The Conventional Reality of Phenomena (from The Fundamental Wisdom of the Middle Way, by Prof. Jay L. Garfield, New York 1995)
The central topic of Mulamadhyamakakarika (literally Fundamental Verses on the Middle Way) is ‘emptiness’ – the Buddhist technical term for the lack of independent existence, inherent existence, or essence in things. Nagarjuna relentlessly analyzes phenomena or processes that appear to exist independently and argues that they cannot so exist, and yet, though lacking the inherent existence imputed to them either by naive common sense or by sophisticated realistic philosophical theory, these phenomena are not nonexistent – they are, he argues, conventionally real.
This dual thesis of the conventional reality of phenomena together with their lack of inherent existence depends upon the complex doctrine of the two truths or two realities – a conventional or nominal truth and an ultimate truth – and upon a subtle and surprising doctrine regarding their relation.
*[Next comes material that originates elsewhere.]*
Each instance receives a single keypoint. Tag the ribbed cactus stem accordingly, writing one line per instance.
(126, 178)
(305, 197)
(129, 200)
It is, in fact, this sophisticated development of the doctrine of the two truths as a vehicle for understanding Buddhist metaphysics and epistemology that is Nagarjuna’s greatest philosophical contribution. If the analysis in terms of emptiness is the substantive heart of Mulamadhyamakakarika, the method of reductio ad absurdum is the methodological core. Nagarjuna, like Western sceptics, systematically eschews the defense of positive metaphysical doctrines regarding the nature of things, arguing rather that any such positive thesis is incoherent and that, in the end, our conventions and our conceptual framework can never be justified by demonstrating their correspondence to an independent reality. Rather, he suggests, what counts as real depends precisely on our conventions (though in the end, as we shall see, ultimate reality depends on our conventions in a way, it depends on our conventions in a very different way from that in which conventional reality does; despite this difference in the structure of the relation between convention and reality in the two cases, however, it remains a distinctive feature of Nagarjuna’s system that it is impossible to speak coherently of reality independent of conventions).
For Nagarjuna and his followers this point [that what counts as real depends on our conventions] is connected deeply and directly with the emptiness of phenomena. That is, for instance, when a Madhyamika philosopher says of a table that it is empty, that assertion by itself is incomplete. It invites the question: empty of what? And the answer is: empty of inherent existence, or self-nature, or, in more Western terms, essence. Now, to say that the table is empty is hence simply to say that it lacks essence and importantly not to say that it is completely nonexistent. To say that it lacks essence, the Madhyamika philosopher will explain, is to say, as the Tibetans like to put it, that is does not exist ‘from its own side’ – that its existence as the object that it is – as a table – depends not on it, nor on any purely nonrelational characteristics, but depends on us as well. That is, if our culture had not evolved this manner of furniture, what appears to us to be an obviously unitary object might instead be correctly described as five objects: four quite useful sticks absurdly surmounted by a pointless slab of stick-wood waiting to be carved!